Page MenuHomePhabricator

Degraded RAID on cloudcephosd1018
Closed, ResolvedPublic

Description

TASK AUTO-GENERATED by Nagios/Icinga RAID event handler

A degraded RAID (md) was detected on host cloudcephosd1018. An automatic snapshot of the current RAID status is attached below.

Please sync with the service owner to find the appropriate time window before actually replacing any failed hardware.

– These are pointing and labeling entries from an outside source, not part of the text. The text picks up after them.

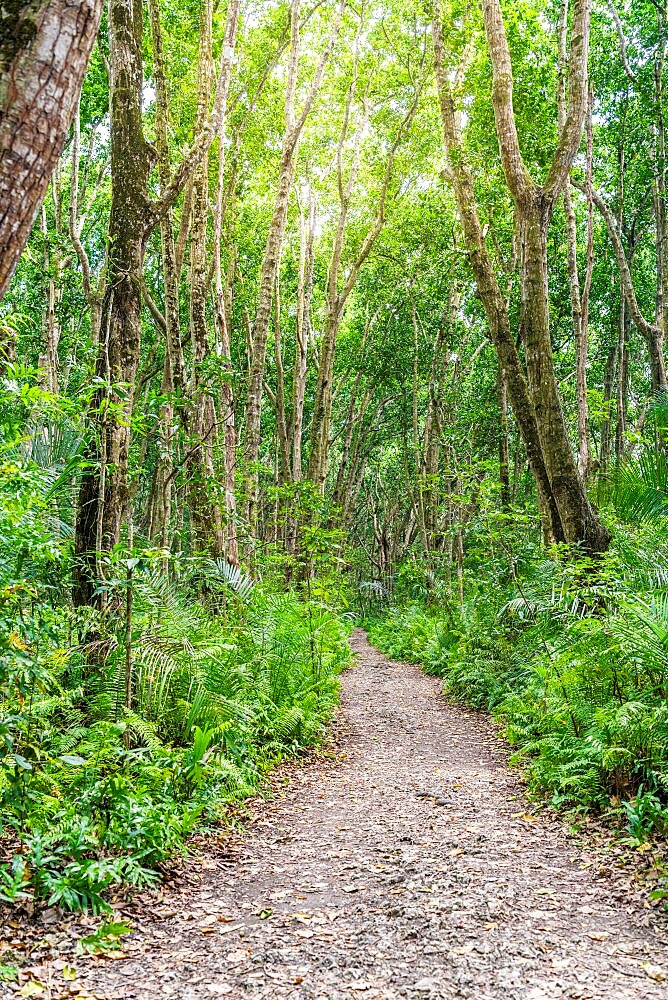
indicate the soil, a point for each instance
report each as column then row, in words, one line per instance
column 408, row 864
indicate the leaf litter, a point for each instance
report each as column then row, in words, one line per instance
column 406, row 864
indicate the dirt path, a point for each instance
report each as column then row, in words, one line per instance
column 406, row 870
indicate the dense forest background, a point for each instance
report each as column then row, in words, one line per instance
column 331, row 311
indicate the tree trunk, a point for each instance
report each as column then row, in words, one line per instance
column 44, row 50
column 272, row 253
column 104, row 494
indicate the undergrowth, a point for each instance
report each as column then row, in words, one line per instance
column 571, row 657
column 109, row 762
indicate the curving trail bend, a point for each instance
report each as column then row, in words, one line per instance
column 408, row 868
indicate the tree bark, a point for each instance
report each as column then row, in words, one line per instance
column 44, row 50
column 536, row 402
column 270, row 263
column 104, row 493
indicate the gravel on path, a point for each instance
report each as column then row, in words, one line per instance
column 408, row 865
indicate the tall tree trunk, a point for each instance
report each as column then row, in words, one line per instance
column 504, row 453
column 302, row 330
column 104, row 494
column 540, row 417
column 223, row 309
column 44, row 51
column 205, row 513
column 270, row 263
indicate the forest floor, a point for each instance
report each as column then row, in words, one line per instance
column 405, row 864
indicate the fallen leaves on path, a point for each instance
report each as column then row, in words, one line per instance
column 406, row 864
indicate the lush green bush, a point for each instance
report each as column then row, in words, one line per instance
column 572, row 659
column 108, row 764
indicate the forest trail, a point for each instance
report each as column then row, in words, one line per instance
column 407, row 869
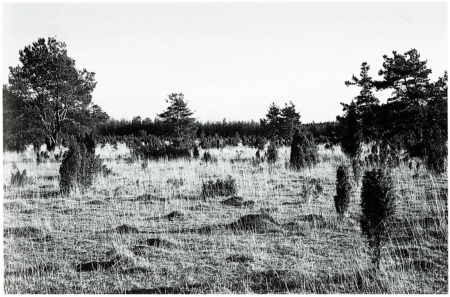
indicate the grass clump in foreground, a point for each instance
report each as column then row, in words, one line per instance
column 180, row 243
column 221, row 187
column 378, row 207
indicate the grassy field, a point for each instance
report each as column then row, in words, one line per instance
column 147, row 230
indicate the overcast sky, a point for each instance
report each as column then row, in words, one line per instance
column 231, row 60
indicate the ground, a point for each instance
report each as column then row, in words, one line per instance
column 148, row 230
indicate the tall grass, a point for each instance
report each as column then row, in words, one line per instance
column 327, row 256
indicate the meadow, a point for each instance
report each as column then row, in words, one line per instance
column 145, row 228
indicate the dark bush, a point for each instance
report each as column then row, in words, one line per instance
column 18, row 179
column 304, row 151
column 225, row 187
column 343, row 190
column 196, row 152
column 378, row 207
column 272, row 153
column 79, row 166
column 208, row 158
column 311, row 189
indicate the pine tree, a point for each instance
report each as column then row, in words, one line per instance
column 177, row 118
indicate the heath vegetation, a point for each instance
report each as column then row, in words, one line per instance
column 173, row 205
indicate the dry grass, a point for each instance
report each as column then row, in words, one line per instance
column 70, row 244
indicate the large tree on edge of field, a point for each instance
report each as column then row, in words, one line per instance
column 177, row 118
column 55, row 96
column 281, row 123
column 414, row 118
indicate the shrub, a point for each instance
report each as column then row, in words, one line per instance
column 225, row 187
column 79, row 166
column 196, row 152
column 378, row 207
column 343, row 189
column 304, row 151
column 18, row 179
column 272, row 153
column 208, row 158
column 311, row 189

CHECK_NRPE: Error - Could not connect to 10.64.20.15. Check system logs on 10.64.20.15

$ sudo /usr/local/lib/nagios/plugins/get-raid-status-md
Failed to execute '['/usr/lib/nagios/plugins/check_nrpe', '-4', '-H', 'cloudcephosd1018', '-c', 'get_raid_status_md']': RETCODE: 2
STDOUT:
b'CHECK_NRPE: Error - Could not connect to 10.64.20.15: Connection reset by peer\n'
STDERR:
None

Event Timeline

Added the relation with the other one to keep track, but please redo to whatever workflow you prefer (maybe just commenting, inverting the parent-child, another task...).

@Cmjohnson any updates on this?

As far as I can see everything is ok in that machine:

root@cloudcephosd1018:~# cat /proc/mdstat
Personalities : [raid1] [linear] [multipath] [raid0] [raid6] [raid5] [raid4] [raid10]
md0 : active raid1 sda2[0] sdb2[1]
      234005504 blocks super 1.2 [2/2] [UU]
      bitmap: 1/2 pages [4KB], 65536KB chunk

unused devices: <none>

The icinga link shows green too.

Let me know if you need to do anything or if we can go on and use the server.

Thanks!

@dcaro, sorry for the late response, I was out all month. No, there isn't anything left to do, it appears to be working fine now. If it breaks again please re-open the task.